Nursing Home Reform Law

If a nursing home attempts to discharge a patient without good cause, a knowledge of the law can prevent them from getting away with it.

The federal Nursing Home Reform Law (1987; Section 483.12(a), Title 42, Code of Federal Regulations) protects seniors and other residents from unjustified discharges. A nursing home may order an involuntary discharge only if one of the following five reasons exists. Notice that the first three of these reasons are rare.

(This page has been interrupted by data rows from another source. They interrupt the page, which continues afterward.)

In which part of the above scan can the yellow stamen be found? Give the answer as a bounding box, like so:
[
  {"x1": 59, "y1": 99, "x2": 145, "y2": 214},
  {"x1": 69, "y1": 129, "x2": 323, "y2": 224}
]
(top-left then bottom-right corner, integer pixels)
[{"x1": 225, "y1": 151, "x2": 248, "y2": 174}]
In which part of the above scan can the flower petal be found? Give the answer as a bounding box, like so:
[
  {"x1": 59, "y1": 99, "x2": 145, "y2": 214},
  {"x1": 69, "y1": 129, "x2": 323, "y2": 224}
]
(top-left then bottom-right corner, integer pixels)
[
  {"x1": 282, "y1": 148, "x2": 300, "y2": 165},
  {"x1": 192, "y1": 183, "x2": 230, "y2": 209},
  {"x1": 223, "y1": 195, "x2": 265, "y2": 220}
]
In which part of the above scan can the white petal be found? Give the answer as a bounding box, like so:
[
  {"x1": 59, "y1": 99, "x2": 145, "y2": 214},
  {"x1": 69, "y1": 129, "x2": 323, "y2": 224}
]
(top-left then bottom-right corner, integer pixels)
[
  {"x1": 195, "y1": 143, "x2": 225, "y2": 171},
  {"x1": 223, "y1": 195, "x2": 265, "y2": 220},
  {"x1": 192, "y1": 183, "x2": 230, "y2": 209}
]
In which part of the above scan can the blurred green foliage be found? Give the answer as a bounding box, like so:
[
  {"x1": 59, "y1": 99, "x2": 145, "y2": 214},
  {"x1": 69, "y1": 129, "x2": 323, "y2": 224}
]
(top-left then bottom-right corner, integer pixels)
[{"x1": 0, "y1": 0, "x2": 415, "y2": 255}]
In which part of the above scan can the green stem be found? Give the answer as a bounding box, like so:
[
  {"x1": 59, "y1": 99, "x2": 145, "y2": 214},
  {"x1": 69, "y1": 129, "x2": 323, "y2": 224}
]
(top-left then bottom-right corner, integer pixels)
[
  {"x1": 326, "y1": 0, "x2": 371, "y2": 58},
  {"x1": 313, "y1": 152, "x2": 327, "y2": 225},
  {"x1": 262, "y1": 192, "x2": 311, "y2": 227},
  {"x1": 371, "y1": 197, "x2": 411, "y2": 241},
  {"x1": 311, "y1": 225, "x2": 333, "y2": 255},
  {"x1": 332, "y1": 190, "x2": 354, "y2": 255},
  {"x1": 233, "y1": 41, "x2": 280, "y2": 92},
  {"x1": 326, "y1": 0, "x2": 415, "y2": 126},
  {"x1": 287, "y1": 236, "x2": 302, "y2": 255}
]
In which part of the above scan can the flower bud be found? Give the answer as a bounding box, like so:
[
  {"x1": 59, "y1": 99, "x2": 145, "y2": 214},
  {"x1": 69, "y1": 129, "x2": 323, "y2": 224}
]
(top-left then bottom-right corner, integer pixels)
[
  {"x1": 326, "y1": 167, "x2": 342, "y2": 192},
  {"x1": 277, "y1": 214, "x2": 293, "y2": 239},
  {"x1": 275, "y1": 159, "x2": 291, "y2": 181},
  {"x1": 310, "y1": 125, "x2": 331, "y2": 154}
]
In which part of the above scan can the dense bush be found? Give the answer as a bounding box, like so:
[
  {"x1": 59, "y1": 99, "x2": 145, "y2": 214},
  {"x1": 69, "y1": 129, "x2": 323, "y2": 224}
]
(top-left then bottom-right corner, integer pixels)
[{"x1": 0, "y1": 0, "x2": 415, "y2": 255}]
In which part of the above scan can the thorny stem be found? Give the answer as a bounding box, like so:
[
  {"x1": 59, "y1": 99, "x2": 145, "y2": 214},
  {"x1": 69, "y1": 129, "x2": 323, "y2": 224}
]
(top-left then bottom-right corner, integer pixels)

  1. The resident has failed to pay. The vast majority of residents are covered by Medicare or Medicaid. This reason applies only to the small fraction of residents who pay privately.
  2. The resident’s needs cannot be met in a nursing home. Notice that this is not the same as a facility claiming that a resident should be transferred to another nursing home. All nursing homes are required by federal and state laws to meet certain staff, training and equipment requirements. If the resident needs a nursing home, the home where the resident currently resides should be able to meet the need.
  3. The nursing home is going out of business and closing its doors. It happens. When it does, there is nothing much a resident can do except transfer to another facility.
  4. The resident is endangering the health or safety of other residents or staff.
  5. The resident’s health has improved such that he or she no longer needs nursing home care.

Wrong Reasons for Nursing Home Eviction

In contrast to those legal reasons for a nursing home discharge, consider some common reasons to push a resident out that are actually illegal.

  1. The facility limits its services to those who require minimal care. There is no legal basis for this. For example, some nursing homes wish to specialize in short-term rehabilitation rather than long-term care. However, if a short-term stay becomes long-term, a home has no legal basis to attempt to transfer the resident.
  2. The facility wants to remove a “difficult” resident. A nursing home may prefer for all of its residents to be pleasant, passive and compliant. However, the law protects the rights of all nursing home residents, including those who are difficult to handle.
  3. The resident has been hospitalized. When a nursing home resident is hospitalized, the law requires the facility to hold the resident’s bed for a limited time period, provided the bed hold is paid for. If the hospitalization is extended, the facility has the right to open the bed for another resident. However, when the resident is released from the hospital, the nursing home must readmit the resident to its next available bed.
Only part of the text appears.